El Inmaculado Corazón de María
Para el día de hoy (20/06/20):
Evangelio según San Lucas 2, 41-51
Ellos, humildes galileos -familia pobre de Nazareth- van a Jerusalem como todos los años para la Pascua. Su hijo querido ya está abandonando la niñez, tal es la cultura de su tiempo, y se está convirtiendo en hombre, en un varón con todos los derechos y deberes frente a la Ley. Tiene doce años, tiempo del Bar Mitzvah, que significa literalmente convertirse en hijo de los mandamientos.
Ellos van sin falta, cumplen al pié de la letra sus obligaciones religiosas que son también tradiciones nacionales. Es decir, van a cumplir con Dios y con su patria.

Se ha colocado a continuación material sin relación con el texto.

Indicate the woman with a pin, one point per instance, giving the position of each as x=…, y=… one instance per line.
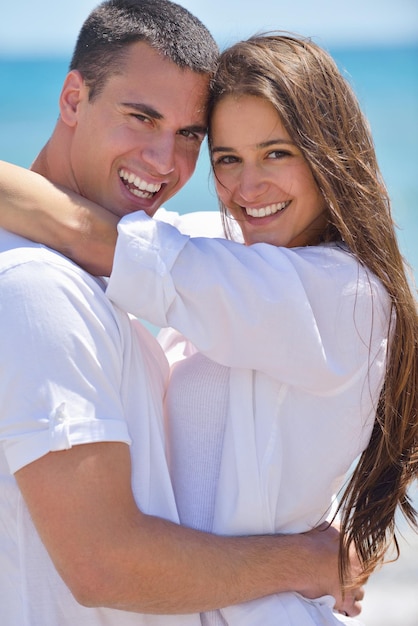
x=309, y=343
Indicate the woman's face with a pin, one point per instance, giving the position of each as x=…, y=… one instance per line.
x=262, y=177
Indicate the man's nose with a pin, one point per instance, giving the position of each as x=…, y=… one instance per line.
x=160, y=154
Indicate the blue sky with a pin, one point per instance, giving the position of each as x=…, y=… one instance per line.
x=48, y=26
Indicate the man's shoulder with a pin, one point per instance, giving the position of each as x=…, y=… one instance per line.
x=195, y=224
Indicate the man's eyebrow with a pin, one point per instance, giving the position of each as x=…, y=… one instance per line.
x=144, y=108
x=263, y=144
x=149, y=111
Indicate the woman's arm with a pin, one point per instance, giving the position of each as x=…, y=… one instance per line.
x=35, y=208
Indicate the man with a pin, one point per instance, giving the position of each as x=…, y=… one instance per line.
x=85, y=490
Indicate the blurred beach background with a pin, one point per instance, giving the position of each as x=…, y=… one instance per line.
x=375, y=43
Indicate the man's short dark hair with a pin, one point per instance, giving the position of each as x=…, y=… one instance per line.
x=116, y=24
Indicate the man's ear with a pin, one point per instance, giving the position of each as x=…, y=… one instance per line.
x=74, y=92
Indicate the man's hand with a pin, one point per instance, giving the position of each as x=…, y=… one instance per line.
x=324, y=571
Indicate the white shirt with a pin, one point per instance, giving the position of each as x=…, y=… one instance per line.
x=74, y=369
x=304, y=334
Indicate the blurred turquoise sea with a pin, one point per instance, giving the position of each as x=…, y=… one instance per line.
x=385, y=80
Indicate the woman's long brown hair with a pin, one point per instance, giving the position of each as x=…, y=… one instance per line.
x=320, y=112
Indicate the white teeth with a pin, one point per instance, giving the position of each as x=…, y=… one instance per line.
x=270, y=209
x=141, y=188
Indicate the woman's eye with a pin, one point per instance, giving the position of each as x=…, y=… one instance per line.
x=278, y=154
x=226, y=160
x=141, y=118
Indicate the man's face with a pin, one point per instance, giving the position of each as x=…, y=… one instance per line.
x=137, y=143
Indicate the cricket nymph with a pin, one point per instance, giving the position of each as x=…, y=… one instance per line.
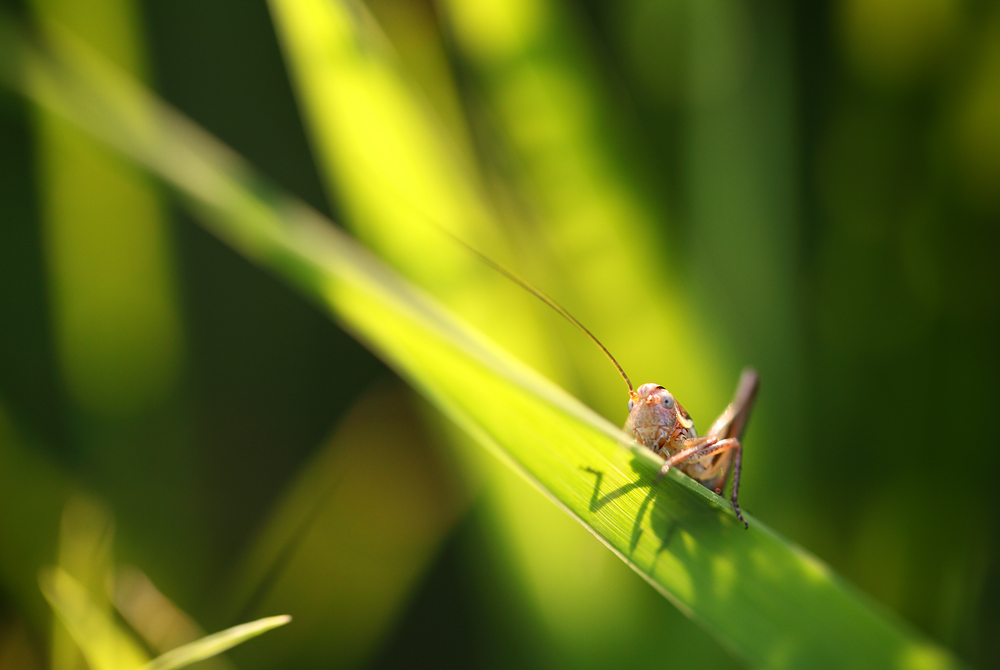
x=658, y=422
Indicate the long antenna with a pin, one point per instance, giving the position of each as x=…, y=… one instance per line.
x=547, y=300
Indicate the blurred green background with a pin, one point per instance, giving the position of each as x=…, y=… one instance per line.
x=706, y=184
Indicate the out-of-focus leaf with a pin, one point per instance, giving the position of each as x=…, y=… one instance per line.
x=214, y=644
x=765, y=598
x=346, y=546
x=103, y=643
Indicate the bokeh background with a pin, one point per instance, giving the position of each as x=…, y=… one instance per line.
x=814, y=190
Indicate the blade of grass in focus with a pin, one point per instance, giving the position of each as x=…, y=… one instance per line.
x=766, y=599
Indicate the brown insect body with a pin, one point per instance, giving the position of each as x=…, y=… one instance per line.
x=657, y=421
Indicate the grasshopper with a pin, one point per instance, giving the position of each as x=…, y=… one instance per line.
x=658, y=422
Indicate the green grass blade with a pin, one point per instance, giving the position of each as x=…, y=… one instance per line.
x=766, y=599
x=214, y=644
x=104, y=644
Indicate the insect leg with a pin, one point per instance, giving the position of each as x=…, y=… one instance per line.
x=708, y=447
x=733, y=421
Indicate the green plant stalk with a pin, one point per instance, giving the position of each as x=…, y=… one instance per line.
x=767, y=600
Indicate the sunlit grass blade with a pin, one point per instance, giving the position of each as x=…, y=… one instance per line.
x=214, y=644
x=104, y=644
x=766, y=599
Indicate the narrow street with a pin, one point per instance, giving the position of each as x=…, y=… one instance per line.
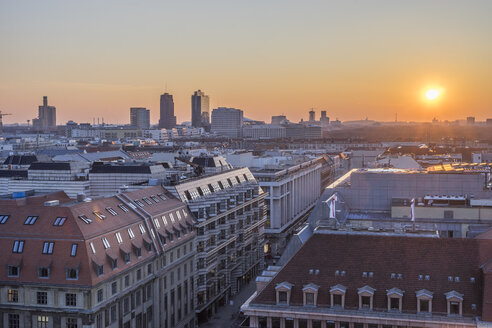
x=228, y=315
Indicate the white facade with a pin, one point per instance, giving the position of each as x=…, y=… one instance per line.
x=227, y=121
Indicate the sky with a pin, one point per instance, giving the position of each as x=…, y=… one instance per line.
x=352, y=58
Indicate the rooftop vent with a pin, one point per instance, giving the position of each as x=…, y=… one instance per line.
x=52, y=203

Como la Sagrada Familia, entre nosotros hay gentes así, tan necesarias, gentes humildes que nunca se detienen, presencia humilde y sagrada de Dios entre nosotros, tenaces y silentes en su fé, que a pesar de todo permanecen firmes y fieles y que no conciben la vida solos, encerrados en sí mismos. La caravana del viaje peligroso entre la provincia galilea y la capital jerosolimitana es símbolo también de esas gentes que se afanan sin desmayos por compartir con los demás la caravana de la fé, que es la caravana de la existencia vivida juntos al amparo de Dios.
El Templo es enorme, deslumbrante. El humo del incienso y de los sacrificios ofrecidos confunde quizás un poco los sentidos, y usualmente hay mucha gente de paso, peregrinos de todo Israel. Pero para la Pascua hay un mar de gentes de Israel y de la Diáspora, una multitud abigarrada en la que es frecuente que se desencuentren las familias, y especialmente los niños se extravíen.
Y a Jesús no lo encuentran. Él sabe desde jovencito que su misión es ocuparse de las cosas de su Padre.
Cuando todo parece nebuloso, cuando se nos enturbia la mirada, hay que volver a encontrarse con Cristo, precisamente, en las cosas de Dios. La vida. El amor. La justicia. La libertad. La compasión. La misericordia.
María de Nazareth es la creyente perfecta que nunca se rinde, que siempre busca, aún cuando a veces parece que todo es angustia y desesperación, María de la confianza.
Y es también signo cierto de ese Dios que no descansa en la búsqueda de los hijos extraviados, que se desvive por ellos, Dios que sale al encuentro, Dios que se deja encontrar.
Ella es, a la vez, madre, hermana y discípula de su Hijo, y su Hijo es su Dios. Bienaventurada por creer, bienaventurada por la cercanía de nombrar a su Dios desde sus entrañas, Hijito.
En esos menesteres y en muchas ocasiones, ese Hijo descolocaba su razón. Tal vez era demasiado para una mujer sencilla como ella.
Aún así, no abdicó a los devaneos limitados de la razón, y se aferró a su co-razón, y es precisamente el corazón el centro mismo de la persona, lo que expresa la totalidad de la esencia y refleja por ello la existencia.
Ella prolonga a través de la historia la luz de Belén, cobijando en las cálidas honduras de su alma la Palabra que escucha, que la nutre, que la re-crea.
En la era definitiva de la Gracia, su corazón transparente alberga a Dios, y ese Dios que hace de su alma su hogar la transforma y la florece.
En la mirada de la Madre intuímos los ojos del Hijo, porque allí en donde está la Madre, el Hijo amado se reencuentra.